As my job is to test bikes, I often get some pretty pimp kit to play with. Kashima covered forks, AXS wireless shifting, carbon wheels, and eBikes that cost as much as a car. And I do enjoy all that high-end gear, but when it comes to my own builds, I much prefer an underdog or to hunt out a bargain. For drivetrains, I usually opt for a Shimano SLX system with XT shifter, or SRAM GX, but after my experience with the Advent X I think I’ll be saving big on my next build.
Microshift Advent X – What is it?
The Advent X is a 1 x 10 wide-range drivetrain, or more accurately a shifting system because Microshift doesn’t manufacture chainsets, chainrings or chains just yet.
It consists of a rear mech, shifter and a wide-range 1 x 10 cassette. Each of the components is available individually and there are a few options when purchasing.
Do I know anyone riding Advent X?
Martha Gill of Gowaan Gals and EWS fame rides Microshift Advent X on her Marin enduro bike, and I would imagine if the system performs well enough and is durable enough for one of the fastest women in the EWS it’s more than good enough for the majority of us.
Microshift Advent X Reach Mech
- Price: £78 all-alloy £70 with the steel cage
The Advent X rear mech is a fraction of the cost of most traditional rear derailleurs and despite being manufactured from chunky alloy and steel it weighs an impressive 313g, not a huge amount more than an XT mech.
Features include a ratchet and pawl style clutch with a switch to activate it. Really there isn’t a whole lot to say about it, the black finish gives a very stealthy finish that might not be as fancy as the new GX but still manages to look pretty decent even after a few months of rock garden smashing.
Microshift Advent X Pro Trail Shifter
- Price: £32 for Pro, £26 for standard
There are 2 options for the Advent X shifter, a Pro and non-Pro version. The difference in price is just £8 and the difference in the actual product is that the Pro model has a silicone grip for upshifts. Like the rear mech, the shifter is very affordable but it boasts a solid alloy and plastic construction and the shifter lever runs on a sealed bearing.
Microshift Advent X 11 -48 10-speed cassette
- Price: £70
There aren’t many wide range cassettes on the market for less than £100. The Advent X cassette comes with a wall-climbing 11-48t spread, 6 teeth more than the original Advent system, and is manufactured in 2 halves with an alloy spider. There is a lot of machining and plenty of holes drilled into the sprockets to save weight but also aid in the mud and the overall weight of the cassette is just 424g, a similar weight to a GX Eagle.

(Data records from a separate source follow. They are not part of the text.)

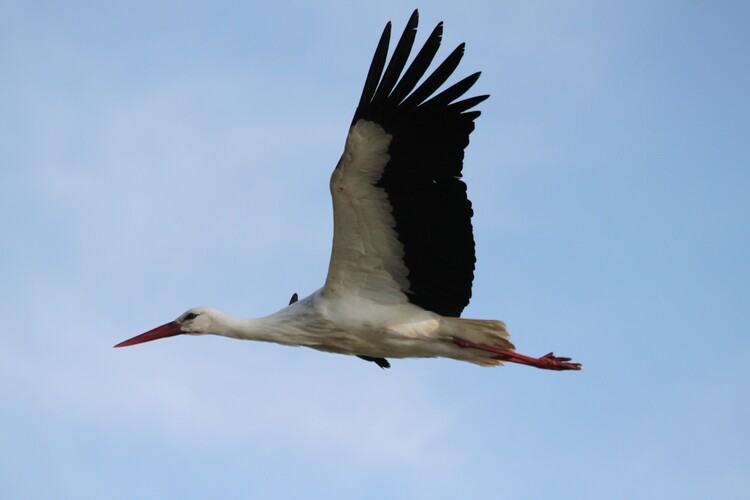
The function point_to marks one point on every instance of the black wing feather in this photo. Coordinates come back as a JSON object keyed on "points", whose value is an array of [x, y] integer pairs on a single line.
{"points": [[423, 177]]}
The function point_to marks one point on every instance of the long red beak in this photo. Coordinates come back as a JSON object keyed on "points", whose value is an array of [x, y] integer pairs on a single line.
{"points": [[160, 332]]}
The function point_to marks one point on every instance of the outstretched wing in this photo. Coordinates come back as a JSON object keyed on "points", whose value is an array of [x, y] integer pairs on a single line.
{"points": [[402, 220]]}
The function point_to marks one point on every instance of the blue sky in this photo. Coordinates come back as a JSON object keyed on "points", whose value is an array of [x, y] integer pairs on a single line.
{"points": [[157, 158]]}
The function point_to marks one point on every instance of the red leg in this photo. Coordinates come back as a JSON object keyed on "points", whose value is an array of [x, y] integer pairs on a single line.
{"points": [[547, 362]]}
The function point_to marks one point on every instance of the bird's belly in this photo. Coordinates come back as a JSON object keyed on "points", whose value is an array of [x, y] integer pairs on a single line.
{"points": [[401, 340]]}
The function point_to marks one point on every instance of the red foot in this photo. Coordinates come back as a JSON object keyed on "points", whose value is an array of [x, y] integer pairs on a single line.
{"points": [[546, 362]]}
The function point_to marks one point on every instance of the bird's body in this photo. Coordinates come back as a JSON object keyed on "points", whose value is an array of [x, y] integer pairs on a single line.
{"points": [[402, 262]]}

However, there is one thing that you must know about the cassette and that is it is only available with a Shimano HG style freehub fitting. So if you’re moving from an older Shimano drivetrain or SRAM SX/NX it’s a straight swap, but more modern units will probably require an additional Freehub swap factored into the cost too.
Gearing starts with an 11t moving up to 13t, 15t, 18t, 21t, 24t, 28t, 34t, 40t and finally 48t.
Microshift Advent X set-up and the on-trail performance
In my time testing the MicroShift Advent X I tested the system on both my Patrol E-Six eMTB and on my Pole Taival hardtail. However, I ran into an issue with the eBike, one which isn’t the fault of Microshift.
The system being a 1×10 drivetrain and using a wider chain, I found that the narrow-wide ring of the E8000 chainset couldn’t bite and hold the chain in place. This wouldn’t normally be an issue as a top chain guide can solve this, however, the design of the frame on the 1st Gen Patrol covers the E8000 chain guide mounts. On other eMTB’s with a chainguide I didn’t have this issue, but it’s something to be aware of if you’re planning a switch to Advent X.
For my Pole Taival build I used an SRAM chain which Hotlines, the new distributor of Microshift supplied, and a Deckas narrow-wide chainring with a Nukeproof chain guide to prevent any dropped chain issues.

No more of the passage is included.